The limitations of this analysis include its retrospective nature and moreover, this is a single experience limited to two hospitals around the country, which limits the external validity of these findings. Furthermore, all data were entered into the electronic medical record system, often based on available information from existing medical records, which itself is a process prone to omission error. While several key predictors of trauma mortality were included in the database, other contributing features, such as level of provider training, time and distance to hospital, pre-hospital information, time to or cause of death, were not included. Finally, our study focused on two hospitals, one public and one private, in one province of Colombia. The findings seen here, which emblematic of the challenges faced by the trauma system in Cali, might not be generalizable to other hospitals or regions of Colombia or Latin America.

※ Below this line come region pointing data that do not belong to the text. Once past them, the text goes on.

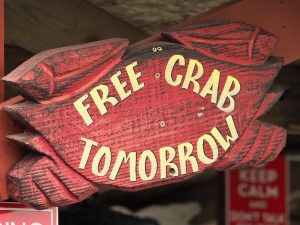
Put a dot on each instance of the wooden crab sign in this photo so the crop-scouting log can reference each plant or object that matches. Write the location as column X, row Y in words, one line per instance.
column 103, row 114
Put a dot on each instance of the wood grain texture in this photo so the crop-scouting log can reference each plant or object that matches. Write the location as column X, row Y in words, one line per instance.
column 167, row 128
column 41, row 25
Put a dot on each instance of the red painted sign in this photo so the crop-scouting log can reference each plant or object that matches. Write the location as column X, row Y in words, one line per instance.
column 17, row 214
column 104, row 114
column 258, row 196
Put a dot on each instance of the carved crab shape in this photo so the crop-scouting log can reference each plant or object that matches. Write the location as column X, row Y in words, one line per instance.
column 103, row 115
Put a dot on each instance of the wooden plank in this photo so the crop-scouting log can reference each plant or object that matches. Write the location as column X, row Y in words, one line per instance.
column 41, row 25
column 157, row 114
column 280, row 18
column 10, row 154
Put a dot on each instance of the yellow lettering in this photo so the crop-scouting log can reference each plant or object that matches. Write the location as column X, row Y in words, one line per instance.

In addition, these patients require a whole organization within the trauma system which guarantees access to the elements that ensure the success of the clinical interventions, based on hemorrhage control and resuscitation strategies, such as: assessment and early diagnosis by a multidisciplinary trauma team (trauma nursing, emergency medicine attendings, trauma and acute care surgeons with endovascular training, anesthesiologists), availability of radiology rooms and permanent equipment of interventional radiology, rapid response of the blood bank, ICU beds accessible, equipment and technology for hemodynamic monitoring and optimal times in surgical reinterventions.

Conclusion

We found significant differences in mortality and clinical outcomes in patients with thoracic trauma between a Pu-TC and a Pri-TC in Cali. This study opens the discussion to identify key factors that could be driving these differences and define targets for potential interventions to reduce this gap.